Pas étonnant que l'universitaire ait tenu à créer un cours destiné aux étudiants en sciences biologiques souhaitant poursuivre leur carrière en entomologie. Intitulé La systématique des insectes, ce cours va plus loin que l'initiation offerte au premier cycle. Il est ouvert aux étudiants des cycles supérieurs des autres universités canadiennes intéressées par la question.

L'entomologiste à la chasse au Jardin botanique de Montréal, avec une nappe de battage, aussi appelée « parapluie japonais ».En plus de consulter la collection Ouellet-Robert, les étudiants seront appelés à se rendre en forêt pour capturer leurs propres échantillons. Leur terrain de chasse: la Station de biologie des Laurentides, un laboratoire à ciel ouvert de l'Université de Montréal situé à Saint-Hippolyte. Durant deux fins de semaine, les étudiants expérimenteront la cueillette afin de préparer une collection. À l'issue du cours, les biologistes en herbe sauront reconnaître les grandes familles d'insectes du Québec et maîtriseront des concepts comme le record fossile, la phylogénie et la biodiversité entomologiques.

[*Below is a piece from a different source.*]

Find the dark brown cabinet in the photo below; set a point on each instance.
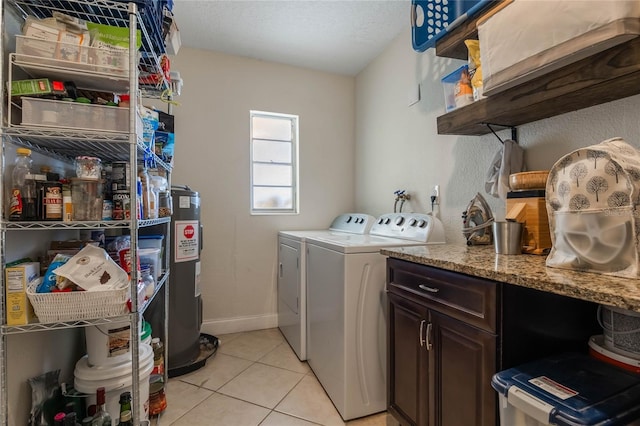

«Ce cours vise trois objectifs, explique-t-il en entrevue: s'exercer aux méthodes d'échantillonnage, identifier les espèces et connaître leur histoire naturelle, puis entreprendre une démarche de recherche.»

Insectes sur Twitter

Les travaux pratiques comprennent l'utilisation des réseaux sociaux. Colin Favret veut amener les étudiants à communiquer leurs découvertes par Twitter en temps réel. Selon le professeur, les nouvelles techniques de communication ne doivent pas être négligées en biologie. Lui-même a conçu un blogue répertoriant les travaux locaux en entomologie, une page FaceBook de la collection entomologique et des pages Web fort populaires sur les pucerons. La majorité des espèces de pucerons sont inoffensives, mais plusieurs sont considérées comme nuisibles, car elles s'alimentent de la sève des plantes et transmettent des maladies.

Pour les agriculteurs et les horticulteurs, une invasion de pucerons peut devenir un cauchemar, voire un désastre matériel. Cette question est devenue un élément de politique internationale. «Les services douaniers sont très actifs pour éviter la contamination d'espèces nuisibles. Et pour contrôler les espèces, il faut les connaître.»

Preuve que la «cybertaxonomie» joue son rôle, le site créé (aphid.aphidnet.org en anglais) reçoit 1200 visites par mois d'internautes d'une centaine de pays.

Et le contrôle aux frontières pour de si petits envahisseurs, ça fonctionne? «Tout n'est pas parfait mais les autorités sanitaires font leur travail. Pour une espèce qui réussit à entrer, une douzaine sont repoussées.»